2
votes

I am wondering about the simple way to strictly define a column vector in Julia, for example, I want a 3-row column vector B:

julia> columnVectorB
3×1 Array{Float64,2}:
1.0
2.0
3.0

While I think the normal way is:

julia> columnVectorB = [1.; 2.; 3.]

julia> columnVectorB
3-element Array{Float64,1}:
1.0
2.0
3.0

The reason I must do it is that there are annoying problems if column vectors are defined in the normal way when using matrix manipulation in JuMP. One of the problems is that:

julia> using JuMP
julia> using GLPKMathProgInterface
julia> n = 1
julia> model_mas = Model(solver = GLPKSolverLP())
julia> @variable(model, vec_y[1: n] >= 0, Int)

julia> vec_y
1-element Array{Variable,1}: 
vec_y[1]

The n indicates that vec_y can be a column vector of n variables. It is the number of column of B as well, so B is actually a matrix. When n > 1, there is no probelm. When n = 1, B becomes a column vector.
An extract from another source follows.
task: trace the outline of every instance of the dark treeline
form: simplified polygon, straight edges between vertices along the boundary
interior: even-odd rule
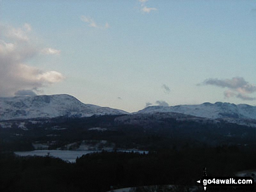
[[[0,156],[1,192],[106,192],[111,189],[162,185],[196,185],[208,175],[234,176],[256,168],[256,153],[234,146],[166,149],[148,154],[88,154],[76,163],[50,156]]]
Then, there will be a problem in:

julia> @constraint(model, (columnVectorB * vec_y)[1] <= 10)
ERROR: MethodError: no method matching *(::Array{Float64,1}, ::Array{Variable,1})
Closest candidates are:
*(::Any, ::Any, ::Any, ::Any...) at operators.jl:502
*(::LinearAlgebra.Adjoint{#s45,#s44} where #s44<:SparseArrays.SparseMatrixCSC where #s45<:Union{AbstractJuMPScalar, GenericNormExpr{2,Float64,Variable}, NonlinearExpression, GenericNorm{P,Float64,Variable} where P}

Currently, I solve the problem by:

julia> columnVectorB = rand(3,1)
julia> columnVectorB[1] = 1.
julia> columnVectorB[2] = 2.
julia> columnVectorB[3] = 3.

julia> columnVectorB
3×1 Array{Float64,2}:
1.0
2.0
3.0

julia> columnVectorB * vec_y
3-element Array{JuMP.GenericAffExpr{Float64,Variable},1}:
1 vec_y[1]
2 vec_y[1]
3 vec_y[1]

But this is too stupid. Is there any better way to do this?

1

1 Answers

7
votes

Actually it seems you want a matrix that has exactly one column and n rows. You can transform a vector to a matrix in several ways. I give you several options for this:

julia> x = [1,2,3] # a vector
3-element Array{Int64,1}:
 1
 2
 3

julia> hcat(x) # a matrix
3×1 Array{Int64,2}:
 1
 2
 3

julia> reshape(x, :, 1) # a matrix
3×1 Array{Int64,2}:
 1
 2
 3

julia> x[:,:] # a matrix
3×1 Array{Int64,2}:
 1
 2
 3

EDIT Out of these three reshape will be the fastest as it does not perform a copy (it the result of reshape will share the underlying data with x). hcat and [:,:] will both perform a copy of the data.